We'll explore how to use the question-answering pipeline to find answers within a given context. This includes how to handle situations where the context is too long and gets cut off. You can skip this section if you're not interested in question-answering.

>> Using the Question-Answering Pipeline

   You can use the question-answering pipeline to get answers to questions based on a given context. Here’s an example:

python code

'''
from transformers import pipeline

question_answerer = pipeline("question-answering")
context = """
🤗 Transformers is supported by three major deep learning libraries — Jax, PyTorch, and TensorFlow. 
It's easy to train your models with one and use them with another.
"""
question = "Which deep learning libraries back 🤗 Transformers?"
answer = question_answerer(question=question, context=context)
print(answer)
'''

This will output:

python code

'''
{'score': 0.97773, 'start': 78, 'end': 105, 'answer': 'Jax, PyTorch and TensorFlow'}
'''

The question-answering pipeline can handle long contexts and still find the correct answer even if it's at the very end of the context.

>> Handling Long Contexts
 
   For contexts that are too long, the pipeline will automatically handle the context and provide the correct answer. Here's an example:

python code

'''
long_context = """
🤗 Transformers offers thousands of pretrained models for tasks like classification, 
information extraction, question answering, summarization, translation, and more in over 100 languages.
It aims to make state-of-the-art NLP easier for everyone.
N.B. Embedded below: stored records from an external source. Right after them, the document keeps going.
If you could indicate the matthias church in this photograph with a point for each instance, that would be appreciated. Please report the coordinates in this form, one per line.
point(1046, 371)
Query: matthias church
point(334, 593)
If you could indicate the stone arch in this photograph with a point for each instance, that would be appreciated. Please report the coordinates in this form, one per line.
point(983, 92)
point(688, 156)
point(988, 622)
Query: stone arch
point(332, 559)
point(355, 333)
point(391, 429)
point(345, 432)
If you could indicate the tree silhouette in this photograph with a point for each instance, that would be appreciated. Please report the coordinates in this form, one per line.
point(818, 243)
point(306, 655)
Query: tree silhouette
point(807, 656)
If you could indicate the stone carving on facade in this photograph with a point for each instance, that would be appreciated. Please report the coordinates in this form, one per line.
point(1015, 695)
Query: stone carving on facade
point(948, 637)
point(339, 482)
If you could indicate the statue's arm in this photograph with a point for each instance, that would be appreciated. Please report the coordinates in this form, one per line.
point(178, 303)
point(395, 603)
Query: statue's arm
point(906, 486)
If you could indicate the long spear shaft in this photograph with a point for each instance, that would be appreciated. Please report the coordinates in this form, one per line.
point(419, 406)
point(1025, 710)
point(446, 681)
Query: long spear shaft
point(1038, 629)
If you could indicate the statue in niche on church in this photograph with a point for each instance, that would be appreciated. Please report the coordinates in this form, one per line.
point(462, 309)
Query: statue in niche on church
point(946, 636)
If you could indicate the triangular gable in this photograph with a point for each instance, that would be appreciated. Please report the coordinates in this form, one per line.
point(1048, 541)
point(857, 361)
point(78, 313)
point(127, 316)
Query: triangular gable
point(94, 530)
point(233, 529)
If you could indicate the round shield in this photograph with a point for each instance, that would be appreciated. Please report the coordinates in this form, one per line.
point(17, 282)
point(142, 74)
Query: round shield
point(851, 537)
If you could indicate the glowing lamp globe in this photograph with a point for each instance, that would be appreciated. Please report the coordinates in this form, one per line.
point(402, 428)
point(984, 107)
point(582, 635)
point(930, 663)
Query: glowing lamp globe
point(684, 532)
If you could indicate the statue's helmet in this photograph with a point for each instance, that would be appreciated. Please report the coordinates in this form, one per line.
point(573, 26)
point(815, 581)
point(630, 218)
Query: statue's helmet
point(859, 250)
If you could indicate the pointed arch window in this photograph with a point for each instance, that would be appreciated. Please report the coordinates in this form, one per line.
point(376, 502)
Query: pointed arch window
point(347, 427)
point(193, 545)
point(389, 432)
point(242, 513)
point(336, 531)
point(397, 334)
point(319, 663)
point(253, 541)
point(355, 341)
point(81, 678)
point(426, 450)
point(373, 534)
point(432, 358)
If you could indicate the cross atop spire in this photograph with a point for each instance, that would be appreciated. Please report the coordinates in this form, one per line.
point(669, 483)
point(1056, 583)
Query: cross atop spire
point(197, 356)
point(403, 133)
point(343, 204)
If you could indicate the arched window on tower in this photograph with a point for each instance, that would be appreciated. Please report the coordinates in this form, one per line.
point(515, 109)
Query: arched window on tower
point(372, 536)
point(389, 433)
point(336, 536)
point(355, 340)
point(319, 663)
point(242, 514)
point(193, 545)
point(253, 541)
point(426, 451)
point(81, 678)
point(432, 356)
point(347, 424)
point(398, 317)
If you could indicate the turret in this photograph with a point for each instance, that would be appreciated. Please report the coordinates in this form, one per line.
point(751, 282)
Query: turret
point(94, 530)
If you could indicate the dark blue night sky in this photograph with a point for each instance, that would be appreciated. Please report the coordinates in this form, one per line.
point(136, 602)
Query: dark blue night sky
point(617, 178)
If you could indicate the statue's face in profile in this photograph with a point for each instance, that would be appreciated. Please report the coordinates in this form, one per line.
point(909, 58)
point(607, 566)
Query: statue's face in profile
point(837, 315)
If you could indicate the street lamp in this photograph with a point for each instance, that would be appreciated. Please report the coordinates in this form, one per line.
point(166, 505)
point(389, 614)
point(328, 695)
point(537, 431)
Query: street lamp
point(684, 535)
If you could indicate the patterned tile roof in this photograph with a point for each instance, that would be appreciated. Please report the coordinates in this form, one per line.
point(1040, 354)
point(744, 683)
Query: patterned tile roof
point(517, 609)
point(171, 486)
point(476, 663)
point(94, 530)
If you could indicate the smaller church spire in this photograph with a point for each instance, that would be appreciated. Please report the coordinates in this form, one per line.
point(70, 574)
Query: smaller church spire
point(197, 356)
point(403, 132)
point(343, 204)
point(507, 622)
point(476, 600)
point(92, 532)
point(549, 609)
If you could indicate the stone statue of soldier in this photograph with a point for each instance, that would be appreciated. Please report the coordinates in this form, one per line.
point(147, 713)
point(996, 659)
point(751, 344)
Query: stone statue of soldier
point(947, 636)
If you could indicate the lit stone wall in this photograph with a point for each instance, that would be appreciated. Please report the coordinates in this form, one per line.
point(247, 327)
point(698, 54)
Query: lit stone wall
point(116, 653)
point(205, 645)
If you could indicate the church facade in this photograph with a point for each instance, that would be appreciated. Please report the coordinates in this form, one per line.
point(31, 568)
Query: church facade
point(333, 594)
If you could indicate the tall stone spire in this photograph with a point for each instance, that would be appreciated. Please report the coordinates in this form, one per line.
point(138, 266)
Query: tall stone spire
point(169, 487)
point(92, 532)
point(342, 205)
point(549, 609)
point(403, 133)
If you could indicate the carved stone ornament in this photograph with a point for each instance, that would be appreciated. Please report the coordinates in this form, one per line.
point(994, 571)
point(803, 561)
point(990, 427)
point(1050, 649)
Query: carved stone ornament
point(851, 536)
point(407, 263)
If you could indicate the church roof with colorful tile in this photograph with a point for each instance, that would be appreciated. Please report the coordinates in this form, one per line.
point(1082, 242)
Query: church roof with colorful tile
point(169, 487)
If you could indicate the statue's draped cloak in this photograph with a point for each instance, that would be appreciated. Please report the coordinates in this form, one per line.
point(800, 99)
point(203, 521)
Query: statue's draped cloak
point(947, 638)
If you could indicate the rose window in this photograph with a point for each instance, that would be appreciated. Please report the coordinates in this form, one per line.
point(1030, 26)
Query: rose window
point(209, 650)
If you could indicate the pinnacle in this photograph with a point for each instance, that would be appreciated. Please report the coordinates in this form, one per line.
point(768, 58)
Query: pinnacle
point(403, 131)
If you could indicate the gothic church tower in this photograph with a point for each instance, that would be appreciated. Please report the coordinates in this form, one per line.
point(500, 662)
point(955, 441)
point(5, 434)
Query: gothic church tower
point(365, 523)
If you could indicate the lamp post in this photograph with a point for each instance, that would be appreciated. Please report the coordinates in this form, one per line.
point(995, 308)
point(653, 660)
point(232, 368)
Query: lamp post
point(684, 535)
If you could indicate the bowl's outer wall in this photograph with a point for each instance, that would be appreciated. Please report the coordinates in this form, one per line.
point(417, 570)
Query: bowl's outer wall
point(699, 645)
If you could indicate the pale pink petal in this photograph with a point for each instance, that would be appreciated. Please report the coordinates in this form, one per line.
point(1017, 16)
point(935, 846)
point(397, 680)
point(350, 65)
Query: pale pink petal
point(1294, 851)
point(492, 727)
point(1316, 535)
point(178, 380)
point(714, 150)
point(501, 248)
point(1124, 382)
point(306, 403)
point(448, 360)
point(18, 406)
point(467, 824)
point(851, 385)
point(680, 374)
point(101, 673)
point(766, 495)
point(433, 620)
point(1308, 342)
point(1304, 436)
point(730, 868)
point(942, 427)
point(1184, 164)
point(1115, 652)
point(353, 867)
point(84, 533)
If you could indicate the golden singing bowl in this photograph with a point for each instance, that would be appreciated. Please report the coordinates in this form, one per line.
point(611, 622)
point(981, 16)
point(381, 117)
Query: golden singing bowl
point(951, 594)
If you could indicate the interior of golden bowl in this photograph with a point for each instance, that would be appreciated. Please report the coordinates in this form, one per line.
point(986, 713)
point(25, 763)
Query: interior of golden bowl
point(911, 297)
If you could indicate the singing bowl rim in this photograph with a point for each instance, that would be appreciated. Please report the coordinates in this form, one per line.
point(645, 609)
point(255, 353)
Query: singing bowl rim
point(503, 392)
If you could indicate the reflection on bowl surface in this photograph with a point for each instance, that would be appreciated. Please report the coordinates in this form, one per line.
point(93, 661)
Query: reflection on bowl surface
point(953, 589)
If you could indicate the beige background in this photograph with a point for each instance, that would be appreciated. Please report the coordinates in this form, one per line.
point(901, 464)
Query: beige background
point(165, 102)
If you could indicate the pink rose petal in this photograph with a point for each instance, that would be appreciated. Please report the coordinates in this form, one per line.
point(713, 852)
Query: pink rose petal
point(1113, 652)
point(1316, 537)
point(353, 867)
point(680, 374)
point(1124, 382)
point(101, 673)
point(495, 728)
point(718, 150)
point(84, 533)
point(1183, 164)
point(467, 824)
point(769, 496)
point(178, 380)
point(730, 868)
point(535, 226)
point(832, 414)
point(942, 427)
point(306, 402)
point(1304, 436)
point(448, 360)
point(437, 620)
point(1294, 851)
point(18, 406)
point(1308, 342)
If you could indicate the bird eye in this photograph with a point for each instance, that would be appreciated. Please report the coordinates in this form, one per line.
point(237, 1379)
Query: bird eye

🤗 Transformers allows easy downloading and use of pretrained models on a given text, fine-tuning them on your datasets, 
and sharing them with the community on our model hub.
...

🤗 Transformers is supported by three major deep learning libraries — Jax, PyTorch, and TensorFlow.
"""
answer = question_answerer(question=question, context=long_context)
print(answer)
'''

This will give you:

python code

'''
{'score': 0.97149, 'start': 1892, 'end': 1919, 'answer': 'Jax, PyTorch and TensorFlow'}
'''

>> Using a Model for Question Answering

   To use a model for question answering, we first tokenize our input and then pass it through the model. Here’s how you can do that:

python code

'''
from transformers import AutoTokenizer, AutoModelForQuestionAnswering

model_checkpoint = "distilbert-base-cased-distilled-squad"
tokenizer = AutoTokenizer.from_pretrained(model_checkpoint)
model = AutoModelForQuestionAnswering.from_pretrained(model_checkpoint)

inputs = tokenizer(question, context, return_tensors="pt")
outputs = model(**inputs)
'''

In this process, we tokenize the question and context together.

>> Processing the Model's Output

   The model predicts where the answer starts and ends within the context. Here’s how to process that:

python code

'''
start_logits = outputs.start_logits
end_logits = outputs.end_logits
'''

You can convert these logits into probabilities using the `softmax` function:

python code

'''
import torch

start_probabilities = torch.nn.functional.softmax(start_logits, dim=-1)[0]
end_probabilities = torch.nn.functional.softmax(end_logits, dim=-1)[0]
'''

To ensure that the start of the answer comes before the end, calculate the probability for each possible start and end:

python code

'''
scores = start_probabilities[:, None] * end_probabilities[None, :]
scores = torch.triu(scores)
'''

Then find the indices of the best answer:

python code

'''
max_index = scores.argmax().item()
start_index = max_index // scores.shape[1]
end_index = max_index % scores.shape[1]
'''

Finally, convert these token indices back to character indices and extract the answer from the context:

python code

'''
inputs_with_offsets = tokenizer(question, context, return_offsets_mapping=True)
offsets = inputs_with_offsets["offset_mapping"]

start_char, _ = offsets[start_index]
_, end_char = offsets[end_index]
answer = context[start_char:end_char]

result = {
    "answer": answer,
    "start": start_char,
    "end": end_char,
    "score": scores[start_index, end_index],
}
print(result)
'''

This will give you:

python code

'''
{'answer': 'Jax, PyTorch and TensorFlow', 'start': 78, 'end': 105, 'score': 0.97773}
'''

>> Handling Very Long Contexts

   If your context is too long, you may need to truncate it. However, make sure not to truncate the part of the context containing the answer. Here's how to truncate only the context:

python code

'''
inputs = tokenizer(question, long_context, max_length=384, truncation="only_second")
print(tokenizer.decode(inputs["input_ids"]))
'''

This will help you handle cases where the context exceeds the model's maximum length while still retaining the necessary information to answer the question.